The chill night air had cleared my head wonderfully, and my limbs had ceased their palsied trembling. My stomach, too, had decided to behave, after one or two squeamish moments. I returned to the inn, carefully locking and bolting the back door after me. As I passed the ale- room, I could see where the last embers of the fire winked and glowed on the now almost empty hearth. I mounted the stairs to the landing, and my ears were at once assailed by the stertorous snoring of another guest, who had also drunk too deeply. I felt a little cheered to know that I was not the only drunkard. But there was no sound from behind the third guest-chamber door, the one furthest from mine. There all was silent as the grave.
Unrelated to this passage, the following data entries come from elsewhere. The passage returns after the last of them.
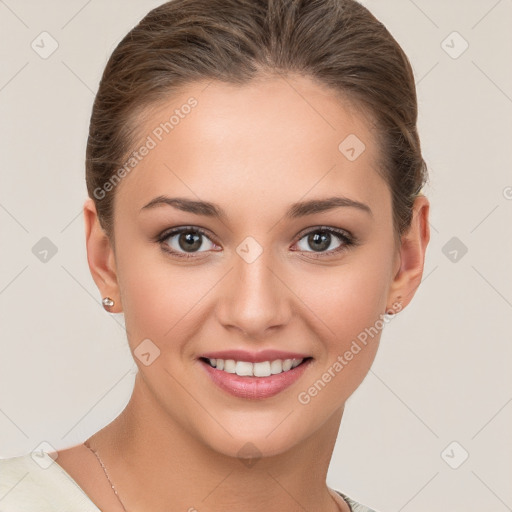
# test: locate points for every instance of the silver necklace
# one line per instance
(115, 491)
(86, 443)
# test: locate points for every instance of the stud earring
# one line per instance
(107, 302)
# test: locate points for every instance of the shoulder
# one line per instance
(354, 506)
(35, 482)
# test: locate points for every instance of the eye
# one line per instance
(185, 241)
(325, 241)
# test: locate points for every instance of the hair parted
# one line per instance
(338, 43)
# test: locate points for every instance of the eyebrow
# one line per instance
(296, 210)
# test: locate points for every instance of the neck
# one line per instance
(157, 465)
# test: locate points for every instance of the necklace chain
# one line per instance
(86, 443)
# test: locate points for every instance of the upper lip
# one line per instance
(253, 357)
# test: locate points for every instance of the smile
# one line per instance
(261, 369)
(254, 380)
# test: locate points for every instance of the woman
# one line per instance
(254, 175)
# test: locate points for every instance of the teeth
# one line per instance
(262, 369)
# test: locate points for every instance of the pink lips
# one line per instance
(255, 388)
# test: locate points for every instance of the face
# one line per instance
(267, 265)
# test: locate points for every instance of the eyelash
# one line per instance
(347, 239)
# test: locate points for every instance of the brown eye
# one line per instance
(186, 240)
(324, 241)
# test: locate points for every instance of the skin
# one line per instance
(253, 150)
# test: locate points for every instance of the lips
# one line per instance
(248, 385)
An unexpected wave of nausea made my stomach heave, and left me once again urgently in need of fresh air. There was a window at the end of the landing and I hurriedly pushed it open, inhaling the smells of the nearby Thames. This window was at the front of the inn, and by turning my head to the left I could see the river as it flowed past the wharf at the end of the street, its surface washed first silver and then gold by the moonlight. Slowly the sickness receded and I began to feel better. I looked to my right, in the direction of the Crossed Hands inn, expecting Crooked Lane to be empty at this hour of the morning. And at first glance it appeared to be so. Then, suddenly, I was aware of a figure enveloped in a thick hooded cloak moving swiftly and silently up the street, hugging the shadows cast by the houses opposite. Whether it was a man or a woman was hard to tell at that distance because the cloak reached to the ankles and the hood was up, drawn tightly about the head. As I watched, my whole body rigid with anticipation, my fingers stiffly clutching the sill, the figure drew level with the Crossed Hands inn and vanished through the archway. At almost the same moment Thomas Prynne’s voice said behind me: ‘By Christ, Roger Chapman, you gave me a fright! What are you doing up and about at this time of night?’
He was wearing a voluminous white night-shift, which made him look like a friendly ghost, and a nightcap pulled well down over his ears. In one hand he held a lighted candle.
‘I’m s-sorry,’ I stammered. ‘I didn’t mean to wake you.‘ He looked me up and down, smiling quizzically.
‘It’s something, I suppose, that you can stand on your feet. The state you were in, I didn’t expect you to come round until morning. You must have extraordinary powers of recovery.’
‘I’m not used to wine,’ I apologized. ‘I had no idea it would affect me so badly.‘ I remembered something. ‘And we didn’t have our talk about Clement Weaver.’